Startup founders, be patient in a trial-and-error world!

As we are getting closer to creating  our product and get feedback from our potential customers, it’s important to be strategic and follow the key principles of startup process.

1According to The Lean Startup Methodology, the fundamental activity of a startup is to turn ideas into products, get feedback from customers, and then learn whether to pivot or persevere. In he meantime, we should minimize the total time through the loop because we should keep our ideas flow all the time and make adjustments to our products accordingly.
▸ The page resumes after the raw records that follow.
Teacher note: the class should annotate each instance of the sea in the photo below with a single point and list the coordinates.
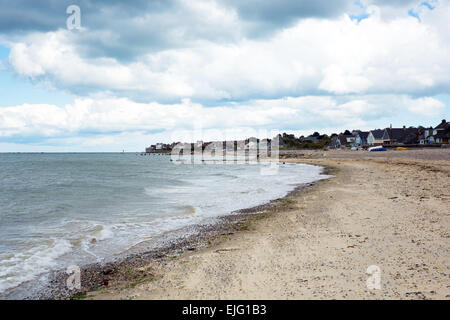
(63, 209)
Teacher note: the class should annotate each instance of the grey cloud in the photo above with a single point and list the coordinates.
(125, 30)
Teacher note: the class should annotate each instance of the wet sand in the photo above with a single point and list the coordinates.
(387, 209)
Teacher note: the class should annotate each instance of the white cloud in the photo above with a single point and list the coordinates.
(338, 56)
(106, 115)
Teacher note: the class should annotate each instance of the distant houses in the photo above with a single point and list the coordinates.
(439, 134)
(401, 136)
(355, 139)
(375, 137)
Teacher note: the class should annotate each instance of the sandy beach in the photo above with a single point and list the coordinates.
(389, 210)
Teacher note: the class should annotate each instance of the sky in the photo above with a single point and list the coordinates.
(138, 72)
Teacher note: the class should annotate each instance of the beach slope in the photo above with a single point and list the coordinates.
(389, 212)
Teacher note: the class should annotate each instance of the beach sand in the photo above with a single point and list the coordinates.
(390, 210)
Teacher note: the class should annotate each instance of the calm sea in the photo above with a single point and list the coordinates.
(63, 209)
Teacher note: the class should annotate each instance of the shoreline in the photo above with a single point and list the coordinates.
(132, 268)
(388, 210)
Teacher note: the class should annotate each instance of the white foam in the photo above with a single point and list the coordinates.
(27, 265)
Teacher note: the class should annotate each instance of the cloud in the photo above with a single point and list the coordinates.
(111, 115)
(314, 56)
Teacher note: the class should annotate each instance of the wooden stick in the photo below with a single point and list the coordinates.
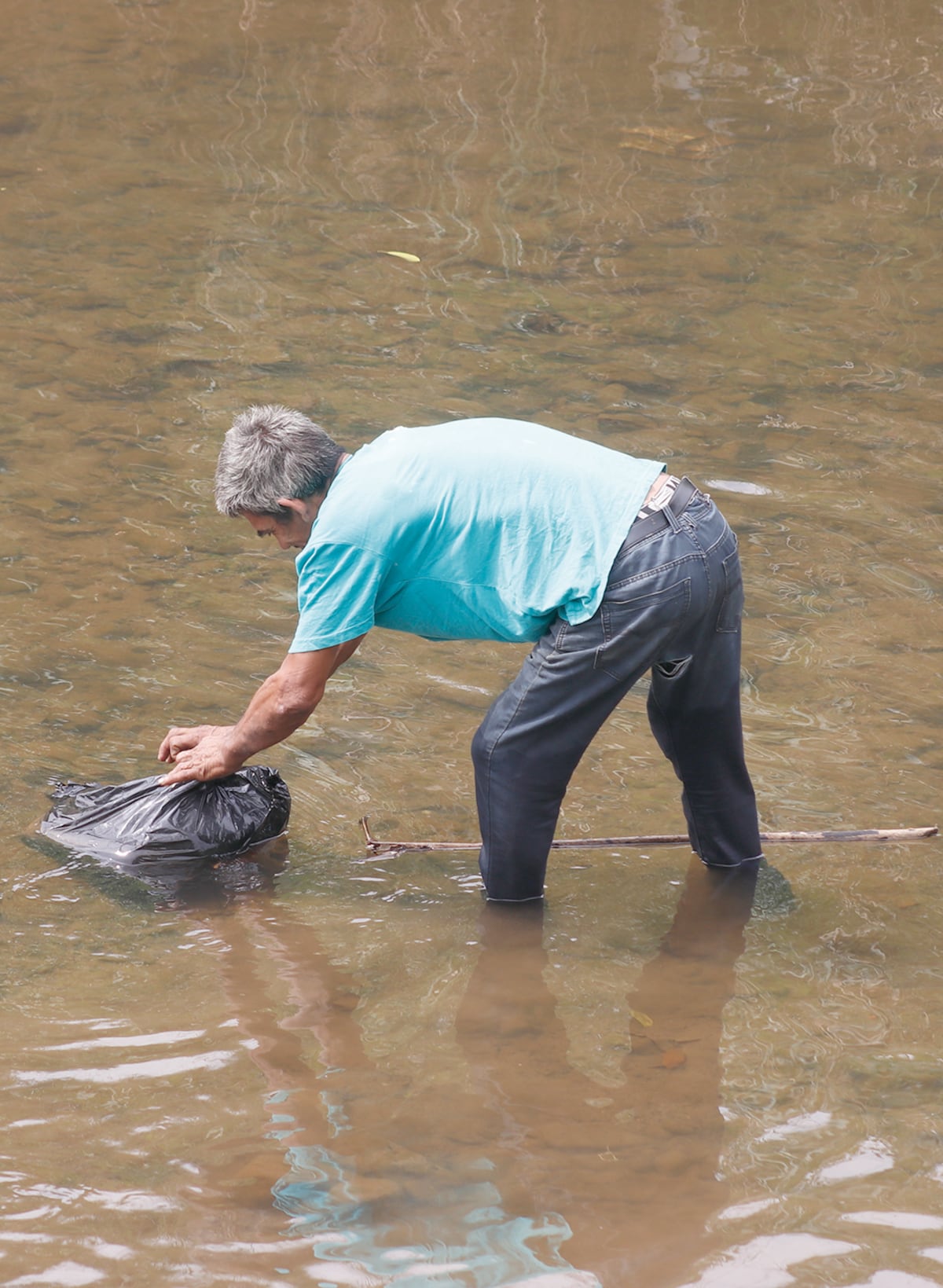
(584, 842)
Under the build-measure-learn feedback loop, the first step is figuring out the problem that needs to be solved and then developing a minimum viable product to actually start the whole process of measuring and reflecting.

2In fact, the MVP doesn’t have to be a product at all. However, as founders, you have to build that again and again and again so it’s more like a process. As mentioned on Y Combinator, during the process of building MVPs, you should identify your riskiest assumption, find the smallest possible experiment to test that assumption, and use the results of the experiment to course correct. In order to avoid startup failure, we have to know our customers’ needs as many as we can and achieve that product/market fit. Therefore, the startup process is fulfilled with an enormous amount of trial-and-error. The key is to find out which of your assumptions are wrong by getting feedback on your product from real users as soon as possible and the one who can find errors the fastest wins.
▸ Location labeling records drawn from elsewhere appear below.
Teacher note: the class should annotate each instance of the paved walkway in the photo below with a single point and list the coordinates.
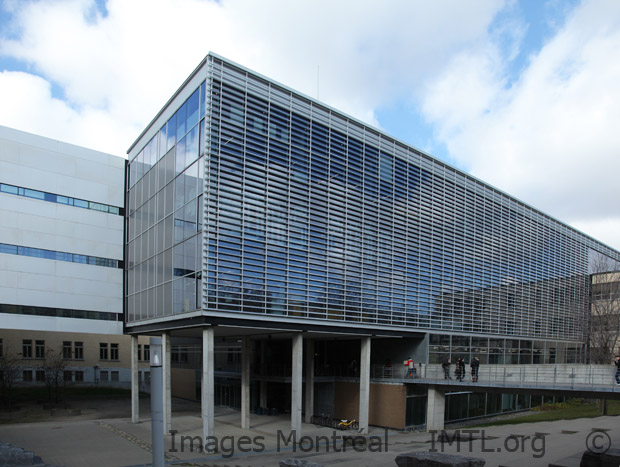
(87, 441)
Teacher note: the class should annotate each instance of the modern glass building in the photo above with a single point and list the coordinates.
(250, 205)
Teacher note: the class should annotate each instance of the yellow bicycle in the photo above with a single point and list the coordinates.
(348, 424)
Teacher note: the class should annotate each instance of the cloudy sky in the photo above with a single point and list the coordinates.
(522, 94)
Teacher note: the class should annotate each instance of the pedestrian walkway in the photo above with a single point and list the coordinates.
(114, 442)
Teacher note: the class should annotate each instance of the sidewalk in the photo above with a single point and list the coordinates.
(84, 442)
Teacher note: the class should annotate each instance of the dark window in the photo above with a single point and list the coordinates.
(39, 349)
(103, 353)
(78, 350)
(113, 351)
(66, 350)
(27, 351)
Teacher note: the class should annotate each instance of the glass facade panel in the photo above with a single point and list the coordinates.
(335, 222)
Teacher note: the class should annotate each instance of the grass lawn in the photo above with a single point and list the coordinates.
(571, 409)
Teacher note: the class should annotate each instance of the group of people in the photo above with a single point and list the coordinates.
(459, 371)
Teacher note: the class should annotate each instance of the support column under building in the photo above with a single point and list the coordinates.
(208, 383)
(166, 381)
(364, 384)
(296, 384)
(435, 409)
(309, 405)
(263, 370)
(245, 383)
(135, 381)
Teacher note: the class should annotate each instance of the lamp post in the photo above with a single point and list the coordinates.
(157, 403)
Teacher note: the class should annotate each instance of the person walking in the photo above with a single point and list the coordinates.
(459, 371)
(475, 366)
(410, 367)
(446, 368)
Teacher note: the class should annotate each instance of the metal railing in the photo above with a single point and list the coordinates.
(558, 375)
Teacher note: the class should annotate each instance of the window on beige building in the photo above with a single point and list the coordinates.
(39, 349)
(78, 350)
(103, 352)
(114, 352)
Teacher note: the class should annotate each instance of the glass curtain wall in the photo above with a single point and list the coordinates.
(310, 214)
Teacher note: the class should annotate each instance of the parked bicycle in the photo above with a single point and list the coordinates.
(348, 424)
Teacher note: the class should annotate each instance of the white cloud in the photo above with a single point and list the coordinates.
(552, 137)
(126, 64)
(548, 137)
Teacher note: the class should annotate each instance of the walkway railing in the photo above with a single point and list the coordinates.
(560, 375)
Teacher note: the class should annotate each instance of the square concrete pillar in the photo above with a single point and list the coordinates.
(245, 383)
(309, 403)
(364, 385)
(135, 387)
(296, 384)
(166, 381)
(208, 383)
(435, 409)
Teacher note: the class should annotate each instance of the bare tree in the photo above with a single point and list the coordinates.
(54, 367)
(9, 373)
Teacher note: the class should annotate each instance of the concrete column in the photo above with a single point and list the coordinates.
(263, 383)
(135, 381)
(245, 383)
(296, 384)
(364, 384)
(166, 381)
(208, 383)
(309, 406)
(435, 409)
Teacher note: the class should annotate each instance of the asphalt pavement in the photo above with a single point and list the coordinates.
(102, 434)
In another words, thinking from the standpoint of your customers is really crucial and it’s called human-centered design. In the case of Moneythink Mobile, the designers asked the stakeholders how they would design their own app, inviting them to sketch screen interfaces and invent challenges. More importantly, all of those designs must meet the target audience’s needs and solve their problems so human-centered design is all about designing for adoption.

Another great example is Airbnb, Joe Gebbia who is a co-founder of Airbnb, who talked about their human-centered design dealing with how to build trust between strangers at a TED Talk event. He mentioned about how the well-designed reputation system builds the trust between hosts and guests. At the beginning, the most difficult obstacle they faced was how to conquer people’s stranger-danger bias. The disclosure is the first step to building trust and the amount of disclosure is also really vital. They decided to use the size of the text box to regulate the amount of disclosure and guide customers with prompts to communicate with each other. The biggest take-away from this story is that we should be aware of the power of design and we should use our design to make customers’ life easier and achieve common goods.